I’m not that paranoid, but I can already imagine the news lead… “Voters also overwhelmingly approved Proposition XY, dubbed ‘Mr. AB’s law,’ in memory of a San Jose teacher who died in a 2012 school shooting…”

Last week, our school wiled away two perfectly good instructional hours practicing for “Code Red,” the school’s reaction to a dangerous situation on or near campus. I say wiled away because the hours were spent building and much more so unbuilding barricades. Barricades? Teachers spending hours piling and unpiling desks in front of doors is how we prepare for disaster? Yes, sadly. Our school is generally in good shape, physically, but there is one gaping hole in our safety: most of our doors don’t lock from the inside.

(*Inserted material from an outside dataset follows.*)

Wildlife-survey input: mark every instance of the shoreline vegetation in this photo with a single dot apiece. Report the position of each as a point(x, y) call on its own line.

Consequently, in case of a “Code Red,” teachers wanting to lock their doors must race around to the outside, lock the door and dart back inside, exposing themselves and their classrooms to the threat. The police department advised us to use our best judgment about whether or not to take this risk and to additionally build barricades at the door and inside our classroom no matter what. The master key, we were told, might be compromised if the attacker starts with the office or a custodian. During the drill, my best efforts at a barricade took many minutes to set up and only slowed the intruder by a matter of moments. We simply don’t have enough time and enough heavy objects to really seal off a door without locks.

When I brought this concern up for discussion, I was told that there were fire and safety concerns about doors that lock too easily from the inside. The police officer also added that our handle locks were unreliable because they could be shot out. All it would take, however, to meet these issues and secure our doors is a set of deadbolts on each door, requiring a teacher’s key to lock from the inside and a safe-secured key to unlock from without. Requiring a key inside would prevent kids from locking themselves in, a safe-guarded key outside would keep the door secure in case the office is attacked.

While I accept that there is a small amount of paranoia implicit in suggesting such a plan and an even greater amount in enacting it, we have seen that such attacks are sadly far from the realm of inconceivability. If not the Amish, truly, what community can possibly imagine their schools are safe? And when compared to me, let alone an older teacher, trying to stack boxes of paper and layers of bookshelves in front of a door, it’s a simple addition that would make our classrooms vastly more secure. What a shame that, like so many steps in safety reform, we will wait to make this happen until its real necessity has been horrifically proven.